In Harvard Business Review, John Blakey argues that “leadership trust is a measurable, manageable business asset,” and that organisations must start treating it like any other strategic variable. It needs to be “visible, monitored, acted upon, and benchmarked.” It’s a logical idea. And on paper, it makes sense: if trust is so important, measure it. But in practice, trust isn’t an input or an output: it’s a living consequence of everything else you do.
The risk of trying to measure trust is that you turn it into theatre. A score. A dashboard. Something you can game. When Blakey writes that “many organisations still treat trust as a gut feeling rather than a trackable variable,” he’s right, but maybe they should. Because trust is a feeling. It’s not a KPI you can set quarterly targets for. It’s not a behavioural checklist. It’s the sum of consistency, honesty, and competence over time. Once you formalise it, you start performing for it.
Trust doesn’t live in the spreadsheet
Blakey cites his Leadership Trust Index and others like Paul Zak’s neuroscience-based “Organizational Trust Index,” all designed to translate perception into data. But the moment you start quantifying something like honesty, humility, or vulnerability, you change the behaviour you’re trying to measure.
People act trustworthy rather than being trustworthy.
When leaders know their “trust score” will affect their pay or promotion, they start to manage perception. As Blakey himself admits, “CEOs tend to rate themselves as significantly more trustworthy than those who report to them by as much as 29%.” You can imagine what happens when trust becomes a target: it becomes another space for bias, spin, and manipulation.

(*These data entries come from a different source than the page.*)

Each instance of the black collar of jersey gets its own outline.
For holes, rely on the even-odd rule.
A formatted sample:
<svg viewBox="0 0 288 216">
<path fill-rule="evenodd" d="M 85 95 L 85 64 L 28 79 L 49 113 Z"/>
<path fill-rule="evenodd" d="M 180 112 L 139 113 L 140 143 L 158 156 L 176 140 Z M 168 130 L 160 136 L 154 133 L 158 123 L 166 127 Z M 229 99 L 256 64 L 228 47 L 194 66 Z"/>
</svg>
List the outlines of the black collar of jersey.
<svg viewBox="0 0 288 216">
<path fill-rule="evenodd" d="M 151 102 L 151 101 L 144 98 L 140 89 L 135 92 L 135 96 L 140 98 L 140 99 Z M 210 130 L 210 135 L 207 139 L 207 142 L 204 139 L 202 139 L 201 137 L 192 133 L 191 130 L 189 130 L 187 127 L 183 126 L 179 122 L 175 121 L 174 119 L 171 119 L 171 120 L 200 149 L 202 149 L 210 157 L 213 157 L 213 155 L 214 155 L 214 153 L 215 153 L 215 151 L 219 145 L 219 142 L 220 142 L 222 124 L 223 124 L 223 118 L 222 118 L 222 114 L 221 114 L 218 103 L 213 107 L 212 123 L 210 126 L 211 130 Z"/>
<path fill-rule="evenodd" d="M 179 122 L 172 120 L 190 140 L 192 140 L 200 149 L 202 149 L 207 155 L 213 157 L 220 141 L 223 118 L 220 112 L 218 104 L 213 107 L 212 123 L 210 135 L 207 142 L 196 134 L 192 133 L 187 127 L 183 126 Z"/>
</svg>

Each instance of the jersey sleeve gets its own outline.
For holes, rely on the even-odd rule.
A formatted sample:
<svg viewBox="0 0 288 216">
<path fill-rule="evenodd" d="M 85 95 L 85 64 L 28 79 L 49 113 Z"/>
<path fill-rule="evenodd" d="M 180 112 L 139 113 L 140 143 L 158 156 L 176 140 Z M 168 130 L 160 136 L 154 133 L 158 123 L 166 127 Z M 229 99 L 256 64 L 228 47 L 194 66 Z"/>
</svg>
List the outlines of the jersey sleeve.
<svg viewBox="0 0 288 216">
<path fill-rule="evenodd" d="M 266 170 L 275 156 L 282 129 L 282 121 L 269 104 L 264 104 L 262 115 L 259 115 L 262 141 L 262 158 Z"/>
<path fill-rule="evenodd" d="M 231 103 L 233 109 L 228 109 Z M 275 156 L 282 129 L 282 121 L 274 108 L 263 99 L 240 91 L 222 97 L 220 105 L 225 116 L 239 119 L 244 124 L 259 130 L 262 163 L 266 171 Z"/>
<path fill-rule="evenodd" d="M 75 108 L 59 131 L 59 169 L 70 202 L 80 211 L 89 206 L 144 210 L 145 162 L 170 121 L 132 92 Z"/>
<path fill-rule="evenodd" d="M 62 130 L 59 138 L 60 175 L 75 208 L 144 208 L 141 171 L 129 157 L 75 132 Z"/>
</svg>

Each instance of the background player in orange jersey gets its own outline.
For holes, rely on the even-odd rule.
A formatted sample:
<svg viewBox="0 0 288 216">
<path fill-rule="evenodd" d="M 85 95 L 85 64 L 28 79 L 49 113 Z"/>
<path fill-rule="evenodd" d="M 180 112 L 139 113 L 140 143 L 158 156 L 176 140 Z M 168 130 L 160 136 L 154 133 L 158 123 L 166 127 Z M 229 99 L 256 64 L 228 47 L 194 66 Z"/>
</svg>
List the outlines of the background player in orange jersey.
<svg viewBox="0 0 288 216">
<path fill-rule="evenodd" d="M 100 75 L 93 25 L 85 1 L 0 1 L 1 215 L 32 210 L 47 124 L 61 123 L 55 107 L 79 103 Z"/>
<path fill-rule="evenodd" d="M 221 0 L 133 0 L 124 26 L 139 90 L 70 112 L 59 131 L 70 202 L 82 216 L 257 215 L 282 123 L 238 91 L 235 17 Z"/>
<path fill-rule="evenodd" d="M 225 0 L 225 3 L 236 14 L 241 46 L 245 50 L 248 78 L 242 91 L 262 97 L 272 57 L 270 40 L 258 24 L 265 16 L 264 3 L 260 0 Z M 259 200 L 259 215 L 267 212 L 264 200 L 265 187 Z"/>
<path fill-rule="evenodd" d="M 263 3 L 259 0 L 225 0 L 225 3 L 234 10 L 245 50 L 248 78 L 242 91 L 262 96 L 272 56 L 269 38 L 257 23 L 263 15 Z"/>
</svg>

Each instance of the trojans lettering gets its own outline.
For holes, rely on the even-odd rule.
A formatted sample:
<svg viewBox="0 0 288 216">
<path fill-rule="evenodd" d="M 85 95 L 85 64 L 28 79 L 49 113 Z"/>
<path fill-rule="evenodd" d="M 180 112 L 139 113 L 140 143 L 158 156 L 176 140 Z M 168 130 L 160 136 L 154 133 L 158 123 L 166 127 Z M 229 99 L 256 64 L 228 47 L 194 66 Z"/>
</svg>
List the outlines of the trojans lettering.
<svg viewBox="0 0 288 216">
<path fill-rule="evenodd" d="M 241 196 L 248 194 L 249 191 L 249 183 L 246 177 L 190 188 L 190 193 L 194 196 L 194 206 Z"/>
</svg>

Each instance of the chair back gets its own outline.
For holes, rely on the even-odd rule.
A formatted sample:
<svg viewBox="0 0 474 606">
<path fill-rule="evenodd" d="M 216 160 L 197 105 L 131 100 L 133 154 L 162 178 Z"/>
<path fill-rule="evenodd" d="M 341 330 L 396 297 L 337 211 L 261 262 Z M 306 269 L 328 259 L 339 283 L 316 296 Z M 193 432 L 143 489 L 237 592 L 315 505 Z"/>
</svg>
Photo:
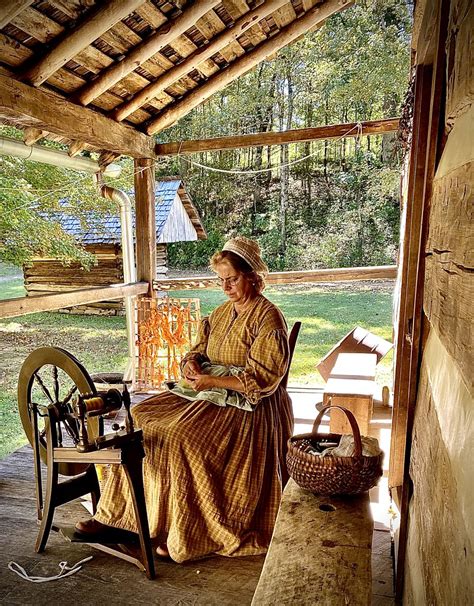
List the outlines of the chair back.
<svg viewBox="0 0 474 606">
<path fill-rule="evenodd" d="M 288 358 L 289 358 L 288 359 L 288 368 L 286 369 L 283 379 L 280 382 L 280 385 L 285 387 L 285 389 L 286 389 L 286 386 L 288 385 L 288 376 L 290 374 L 291 361 L 293 359 L 293 352 L 295 351 L 296 340 L 298 339 L 298 334 L 300 332 L 300 328 L 301 328 L 301 322 L 295 322 L 291 328 L 290 335 L 288 337 L 288 346 L 290 349 L 290 353 L 288 356 Z"/>
</svg>

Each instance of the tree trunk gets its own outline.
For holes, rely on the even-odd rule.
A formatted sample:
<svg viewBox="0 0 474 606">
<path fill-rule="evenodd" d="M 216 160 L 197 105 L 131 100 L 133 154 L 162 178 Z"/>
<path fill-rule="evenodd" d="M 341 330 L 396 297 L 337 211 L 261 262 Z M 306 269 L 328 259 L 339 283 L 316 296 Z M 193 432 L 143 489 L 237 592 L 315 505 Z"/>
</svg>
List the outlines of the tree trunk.
<svg viewBox="0 0 474 606">
<path fill-rule="evenodd" d="M 289 130 L 291 128 L 291 123 L 293 120 L 293 102 L 294 102 L 294 90 L 293 90 L 293 82 L 291 78 L 291 67 L 287 64 L 286 71 L 286 87 L 287 87 L 287 111 L 286 111 L 286 121 L 285 121 L 285 111 L 284 105 L 282 101 L 282 108 L 280 112 L 280 129 Z M 285 266 L 285 257 L 286 257 L 286 214 L 288 210 L 288 201 L 289 201 L 289 187 L 290 187 L 290 168 L 287 166 L 288 164 L 288 145 L 280 146 L 280 263 L 281 267 Z"/>
</svg>

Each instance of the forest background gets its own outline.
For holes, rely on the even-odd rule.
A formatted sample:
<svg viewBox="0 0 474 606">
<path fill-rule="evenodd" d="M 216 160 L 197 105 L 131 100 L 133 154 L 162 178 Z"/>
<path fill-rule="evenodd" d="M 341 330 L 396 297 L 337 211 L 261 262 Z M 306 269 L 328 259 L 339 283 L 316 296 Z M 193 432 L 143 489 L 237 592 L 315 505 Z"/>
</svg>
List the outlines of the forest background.
<svg viewBox="0 0 474 606">
<path fill-rule="evenodd" d="M 215 94 L 157 140 L 399 116 L 410 81 L 412 8 L 404 0 L 359 2 Z M 9 127 L 0 127 L 0 134 L 22 136 Z M 393 263 L 401 160 L 395 133 L 163 158 L 157 179 L 183 178 L 208 233 L 205 241 L 170 246 L 169 264 L 204 267 L 236 233 L 256 237 L 273 270 Z M 121 177 L 108 182 L 131 190 L 133 162 L 119 163 Z M 1 260 L 21 265 L 41 254 L 92 264 L 54 222 L 59 209 L 85 224 L 117 212 L 97 195 L 90 175 L 0 157 Z"/>
</svg>

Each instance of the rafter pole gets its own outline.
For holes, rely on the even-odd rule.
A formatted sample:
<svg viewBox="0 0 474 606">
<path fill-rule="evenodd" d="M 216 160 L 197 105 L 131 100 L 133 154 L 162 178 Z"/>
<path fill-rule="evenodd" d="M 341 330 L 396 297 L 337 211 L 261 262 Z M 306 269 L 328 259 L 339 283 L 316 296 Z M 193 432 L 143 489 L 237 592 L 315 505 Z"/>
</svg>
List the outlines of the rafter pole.
<svg viewBox="0 0 474 606">
<path fill-rule="evenodd" d="M 145 105 L 145 103 L 148 103 L 150 99 L 153 99 L 168 86 L 171 86 L 174 82 L 177 82 L 180 78 L 189 74 L 189 72 L 195 69 L 200 63 L 218 53 L 256 23 L 265 19 L 265 17 L 268 17 L 268 15 L 271 15 L 287 3 L 288 0 L 269 0 L 256 9 L 246 13 L 235 22 L 232 28 L 225 29 L 209 44 L 195 50 L 176 67 L 171 68 L 154 82 L 151 82 L 148 86 L 139 91 L 132 99 L 122 103 L 122 105 L 112 111 L 111 116 L 118 122 L 125 120 L 127 116 Z"/>
<path fill-rule="evenodd" d="M 25 145 L 33 145 L 36 141 L 39 141 L 43 137 L 47 135 L 45 130 L 41 130 L 41 128 L 34 128 L 33 126 L 29 126 L 25 128 L 23 131 L 23 141 Z"/>
<path fill-rule="evenodd" d="M 241 147 L 259 147 L 261 145 L 288 145 L 318 139 L 338 139 L 340 137 L 358 137 L 359 135 L 383 135 L 398 130 L 399 118 L 370 120 L 367 122 L 349 122 L 346 124 L 328 124 L 312 128 L 297 128 L 284 132 L 262 132 L 252 135 L 215 137 L 214 139 L 196 139 L 192 141 L 158 143 L 157 156 L 176 156 L 204 151 L 239 149 Z"/>
<path fill-rule="evenodd" d="M 0 29 L 10 23 L 22 10 L 33 4 L 33 0 L 4 0 L 0 3 Z"/>
<path fill-rule="evenodd" d="M 84 150 L 85 148 L 86 148 L 86 145 L 85 145 L 84 141 L 73 141 L 71 143 L 71 145 L 69 146 L 67 153 L 71 156 L 71 158 L 74 158 L 74 156 L 77 156 L 78 154 L 80 154 L 81 151 Z"/>
<path fill-rule="evenodd" d="M 127 74 L 158 53 L 164 46 L 184 34 L 198 19 L 220 2 L 221 0 L 199 0 L 186 8 L 176 19 L 164 23 L 154 34 L 137 44 L 122 61 L 103 70 L 93 82 L 84 86 L 76 96 L 78 103 L 89 105 L 91 101 L 125 78 Z"/>
<path fill-rule="evenodd" d="M 206 84 L 199 86 L 192 93 L 186 95 L 182 101 L 174 103 L 169 109 L 165 108 L 157 118 L 148 123 L 146 133 L 152 135 L 171 126 L 211 95 L 222 90 L 261 61 L 264 61 L 273 53 L 276 53 L 287 44 L 290 44 L 290 42 L 302 36 L 308 29 L 324 21 L 334 13 L 344 10 L 351 4 L 353 4 L 352 0 L 327 0 L 324 4 L 311 9 L 303 17 L 283 28 L 279 34 L 266 42 L 262 42 L 254 50 L 231 63 L 229 67 L 216 73 Z"/>
<path fill-rule="evenodd" d="M 86 21 L 27 69 L 22 80 L 39 86 L 70 59 L 84 50 L 118 21 L 132 13 L 144 0 L 108 0 Z"/>
<path fill-rule="evenodd" d="M 20 117 L 25 126 L 79 139 L 98 149 L 134 158 L 155 157 L 153 139 L 131 126 L 0 74 L 0 120 L 12 115 Z"/>
</svg>

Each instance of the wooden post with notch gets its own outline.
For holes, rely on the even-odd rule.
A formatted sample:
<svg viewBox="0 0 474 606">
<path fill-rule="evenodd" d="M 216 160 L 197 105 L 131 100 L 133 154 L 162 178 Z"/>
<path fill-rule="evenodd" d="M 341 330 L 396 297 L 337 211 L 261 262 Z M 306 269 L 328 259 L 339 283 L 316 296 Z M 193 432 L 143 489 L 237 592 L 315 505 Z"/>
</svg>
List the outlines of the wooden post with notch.
<svg viewBox="0 0 474 606">
<path fill-rule="evenodd" d="M 135 160 L 135 237 L 137 280 L 148 282 L 148 296 L 156 278 L 155 166 L 150 158 Z"/>
</svg>

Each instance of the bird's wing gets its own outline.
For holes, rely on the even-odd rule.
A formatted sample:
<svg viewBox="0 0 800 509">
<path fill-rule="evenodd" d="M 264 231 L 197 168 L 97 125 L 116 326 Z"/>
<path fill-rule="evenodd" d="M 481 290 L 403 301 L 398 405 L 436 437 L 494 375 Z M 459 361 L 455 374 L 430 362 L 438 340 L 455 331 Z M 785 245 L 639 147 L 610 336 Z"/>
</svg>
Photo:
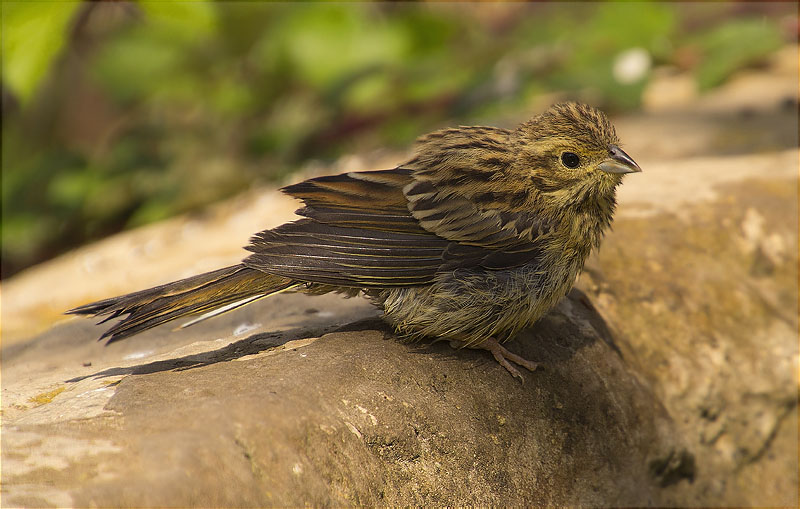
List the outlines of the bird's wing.
<svg viewBox="0 0 800 509">
<path fill-rule="evenodd" d="M 472 175 L 480 160 L 469 160 L 460 145 L 452 150 L 469 174 L 417 157 L 393 170 L 284 188 L 304 202 L 297 213 L 305 219 L 254 236 L 245 265 L 300 281 L 383 288 L 430 283 L 443 270 L 535 263 L 546 224 L 526 213 L 518 196 L 470 192 L 469 179 L 475 188 L 474 179 L 486 184 L 499 170 L 487 163 L 485 174 Z"/>
<path fill-rule="evenodd" d="M 284 188 L 305 219 L 256 234 L 245 265 L 300 281 L 356 288 L 429 283 L 450 242 L 409 213 L 404 169 L 345 173 Z"/>
<path fill-rule="evenodd" d="M 551 219 L 532 210 L 535 189 L 514 168 L 511 132 L 462 127 L 421 138 L 403 165 L 411 215 L 425 230 L 453 241 L 445 252 L 456 266 L 502 270 L 535 262 Z"/>
<path fill-rule="evenodd" d="M 483 192 L 466 197 L 458 185 L 415 180 L 405 187 L 411 216 L 425 230 L 450 240 L 443 258 L 449 267 L 480 265 L 502 270 L 541 255 L 548 221 L 513 210 L 513 197 Z"/>
</svg>

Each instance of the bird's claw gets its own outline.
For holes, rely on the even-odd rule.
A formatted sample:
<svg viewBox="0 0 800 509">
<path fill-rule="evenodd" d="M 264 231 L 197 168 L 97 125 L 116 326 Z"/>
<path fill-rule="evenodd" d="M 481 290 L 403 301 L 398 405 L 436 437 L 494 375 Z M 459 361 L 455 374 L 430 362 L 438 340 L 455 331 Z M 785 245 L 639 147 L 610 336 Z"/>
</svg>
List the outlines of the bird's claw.
<svg viewBox="0 0 800 509">
<path fill-rule="evenodd" d="M 521 383 L 524 383 L 525 379 L 522 377 L 522 374 L 519 372 L 519 370 L 513 364 L 511 364 L 512 362 L 518 366 L 522 366 L 528 371 L 534 371 L 537 367 L 539 367 L 538 363 L 530 361 L 515 354 L 514 352 L 509 351 L 494 338 L 489 338 L 477 345 L 470 345 L 470 348 L 480 348 L 491 352 L 494 359 L 501 366 L 506 368 L 506 370 L 511 373 L 511 376 L 518 379 Z"/>
</svg>

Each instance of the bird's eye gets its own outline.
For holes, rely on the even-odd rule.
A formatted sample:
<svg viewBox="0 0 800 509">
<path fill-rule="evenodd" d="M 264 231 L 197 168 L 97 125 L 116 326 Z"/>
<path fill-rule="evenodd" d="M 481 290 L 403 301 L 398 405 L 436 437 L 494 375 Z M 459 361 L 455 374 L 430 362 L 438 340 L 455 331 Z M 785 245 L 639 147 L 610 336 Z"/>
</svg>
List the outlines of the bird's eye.
<svg viewBox="0 0 800 509">
<path fill-rule="evenodd" d="M 577 168 L 581 164 L 581 158 L 575 152 L 564 152 L 561 154 L 561 162 L 567 168 Z"/>
</svg>

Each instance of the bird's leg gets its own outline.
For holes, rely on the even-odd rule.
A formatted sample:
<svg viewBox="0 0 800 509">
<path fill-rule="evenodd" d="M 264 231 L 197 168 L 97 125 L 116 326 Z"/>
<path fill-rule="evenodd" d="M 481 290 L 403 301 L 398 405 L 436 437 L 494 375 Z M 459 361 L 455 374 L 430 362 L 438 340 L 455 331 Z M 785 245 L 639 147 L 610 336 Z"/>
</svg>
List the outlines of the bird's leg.
<svg viewBox="0 0 800 509">
<path fill-rule="evenodd" d="M 453 346 L 453 343 L 451 343 L 451 346 Z M 464 344 L 462 343 L 461 346 L 464 346 Z M 513 364 L 511 364 L 512 362 L 518 366 L 526 368 L 529 371 L 534 371 L 539 366 L 539 364 L 537 364 L 536 362 L 529 361 L 524 357 L 521 357 L 513 352 L 508 351 L 508 349 L 506 349 L 503 345 L 500 344 L 499 341 L 497 341 L 494 338 L 488 338 L 484 341 L 481 341 L 478 344 L 472 344 L 472 345 L 467 344 L 466 346 L 467 348 L 473 348 L 475 350 L 488 350 L 489 352 L 492 353 L 494 359 L 501 366 L 506 368 L 506 370 L 508 370 L 508 372 L 511 373 L 511 376 L 513 376 L 514 378 L 518 378 L 520 382 L 524 382 L 525 379 L 522 378 L 522 374 L 519 372 L 519 370 L 515 368 Z"/>
</svg>

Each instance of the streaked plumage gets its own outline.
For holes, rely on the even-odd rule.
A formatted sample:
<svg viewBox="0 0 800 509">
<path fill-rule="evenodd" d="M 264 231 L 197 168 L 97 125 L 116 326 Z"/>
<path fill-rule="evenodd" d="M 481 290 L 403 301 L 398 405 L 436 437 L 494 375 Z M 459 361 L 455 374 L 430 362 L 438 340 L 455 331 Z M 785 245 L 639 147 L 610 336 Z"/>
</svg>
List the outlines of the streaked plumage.
<svg viewBox="0 0 800 509">
<path fill-rule="evenodd" d="M 436 131 L 394 169 L 284 188 L 303 218 L 256 234 L 240 265 L 70 313 L 127 314 L 102 336 L 113 342 L 280 291 L 363 292 L 400 335 L 487 348 L 518 376 L 505 359 L 535 365 L 496 340 L 550 309 L 599 245 L 622 174 L 640 171 L 618 145 L 605 115 L 576 103 L 515 130 Z"/>
</svg>

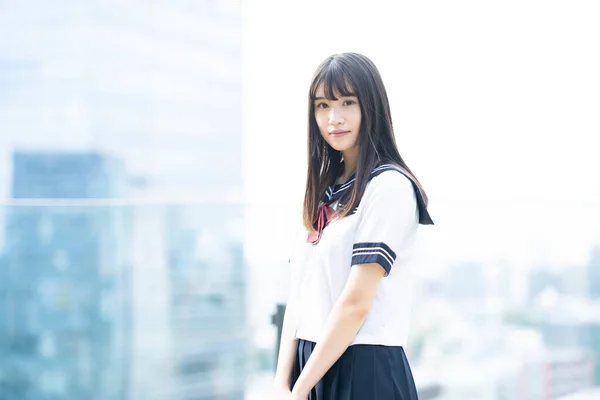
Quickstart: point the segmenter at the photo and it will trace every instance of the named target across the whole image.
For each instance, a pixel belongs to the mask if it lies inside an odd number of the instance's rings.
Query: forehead
[[[332,95],[334,98],[332,98]],[[327,98],[330,100],[335,100],[340,97],[348,97],[348,96],[356,96],[352,87],[350,85],[346,85],[344,88],[330,87],[325,83],[321,83],[317,86],[315,90],[315,98]]]

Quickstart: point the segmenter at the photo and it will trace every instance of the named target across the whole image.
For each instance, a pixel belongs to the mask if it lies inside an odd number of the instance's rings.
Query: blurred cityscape
[[[0,10],[0,400],[268,399],[285,251],[247,257],[240,0]],[[420,240],[420,398],[600,399],[600,204],[472,210]]]

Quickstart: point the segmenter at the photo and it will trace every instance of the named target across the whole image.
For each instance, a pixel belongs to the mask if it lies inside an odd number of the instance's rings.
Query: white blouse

That doesn’t mean measurement is worthless, just that it’s the wrong first move. You can’t audit your way to trust any more than you can survey your way to culture. The most trustworthy organisations aren’t the ones with the best trust dashboards; they’re the ones that make fewer promises and keep all of them.
The false comfort of metrics
The line that stands out in Blakey’s piece is this: “Imagine handling financial risk or cybersecurity threats in such a casual and subjective way.” The comparison sounds persuasive but misses the point. Finance and cybersecurity operate on binary truths – an invoice is paid or it isn’t, a server is breached or it isn’t. Trust is the opposite. It exists in gradients, built through context, emotion, and narrative.
When you treat it like risk, you build bureaucracy. You measure compliance, not confidence. You create a system where the appearance of trustworthiness replaces the real thing. It’s the same reason employees often score “engagement” highly on surveys while feeling utterly disconnected from their work. The measurement becomes the mask.
What to do instead
Instead of measuring trust, leaders should practice it. Make fewer pledges, communicate clearly, and act visibly. Own mistakes. Build systems that reward truth over polish. Trust can’t be forced into a metric, but it can be reinforced through experience and small, consistent signals that you mean what you say.
The paradox is that the more you try to prove trust, the less you actually have it. People don’t trust you because you’ve benchmarked it. They trust you because they can see you’ve earned it.
At Underpin
We don’t measure trust. We build it by doing the work in daylight. We write plainly. We deliver when we say we will. We keep clients in the loop, not in suspense. That’s what earns belief. Not a survey or a score — just the quiet, repeatable pattern of doing what we said we’d do.
Because if trust ever fits neatly in a spreadsheet, it probably isn’t trust anymore.